New Hardware Mimics Complex Brain Signals for Efficient Computing
In a new study published in Nature Nanotechnology, researchers created flexible, low-cost printed devices capable of generating electrical signals that closely resemble those produced by biological neurons. When tested on mouse brain tissue, the artificial neurons successfully triggered responses in real neurons, demonstrating a new level of compatibility between electronics and living neural systems.
The breakthrough could pave the way for advanced brain–machine interfaces and next-generation neuroprosthetics, including potential applications in restoring hearing, vision, and movement. It also opens new possibilities for energy-efficient, brain-inspired computing systems.
The world we live in today is dominated by artificial intelligence,” said Mark C. Hersam, PhD, who led the study. “The way you make AI smarter is by training it on more and more data. This data-intensive training leads to a massive power-consumption problem. Therefore, we have to come up with more efficient hardware to handle big data and AI. Because the brain is five orders of magnitude more energy efficient than a digital computer, it makes sense to look to the brain for inspiration for next-generation computing.”
Hersam, a professor at Northwestern University, co-led the study with Vinod K. Sangwan, PhD.
Mimicking the Brain’s Structure
Traditional computers rely on billions of identical silicon-based transistors arranged on rigid chips. In contrast, the human brain operates through diverse, adaptive, and three-dimensional networks of neurons that continuously evolve and rewire.
The brain is heterogeneous, dynamic and three-dimensional. To move in that direction, we need new materials and new ways to build electronics,” Hersam explained.
To replicate these properties, the team used aerosol jet printing to fabricate artificial neurons on flexible polymer surfaces. The devices were built using electronic inks made from nanoscale materials, including molybdenum disulfide and graphene.

An aerosol jet printer in Hersam’s laboratory deposits electronic inks onto a flexible polymer substrate. (Northwestern University)
A New Approach to Artificial Neurons
Instead of removing stabilizing polymers in the ink—a common step in traditional fabrication—the researchers partially decomposed them to create conductive pathways. This process generates neuron-like electrical behavior, producing complex firing patterns similar to those in biological neurons.

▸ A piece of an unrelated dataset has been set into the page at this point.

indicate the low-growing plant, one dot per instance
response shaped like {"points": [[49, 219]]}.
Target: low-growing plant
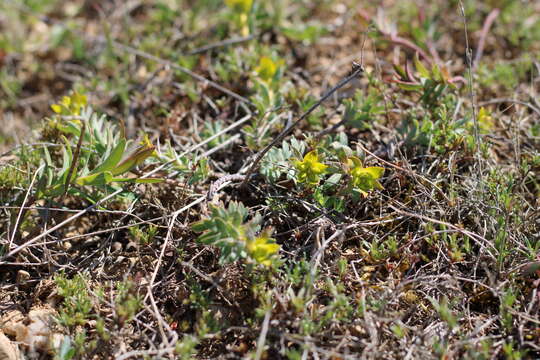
{"points": [[237, 239]]}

Each device is capable of generating multiple signal types, including single spikes, bursts, and continuous firing patterns, allowing for more information-rich communication while reducing system complexity and energy use.
Successful Biological Testing
To evaluate real-world compatibility, the team collaborated with neuroscientists to test the artificial neurons on mouse brain tissue. The devices successfully activated neural circuits, closely matching the timing and behavior of natural neuron signals.

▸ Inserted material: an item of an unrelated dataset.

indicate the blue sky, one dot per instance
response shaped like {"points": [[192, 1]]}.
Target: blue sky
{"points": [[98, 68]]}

“You can see the living neurons respond to our artificial neuron,” Hersam said. “We’ve demonstrated signals that are not only the right timescale but also the right spike shape to interact directly with living neurons.”
Toward Energy-Efficient Computing
Beyond medical applications, the technology could help address one of the biggest challenges in artificial intelligence: energy consumption. Modern AI systems require massive computing power, driving the construction of energy-intensive data centers.
“To meet the energy demands of AI, companies are building gigawatt-scale data centers powered by nuclear energy,” Hersam said. “This level of consumption will limit future scaling. We need more energy-efficient hardware for AI.”
Because the printing process is additive, it also reduces material waste, making it a more sustainable manufacturing approach.
Research Support
The study was supported by the National Science Foundation.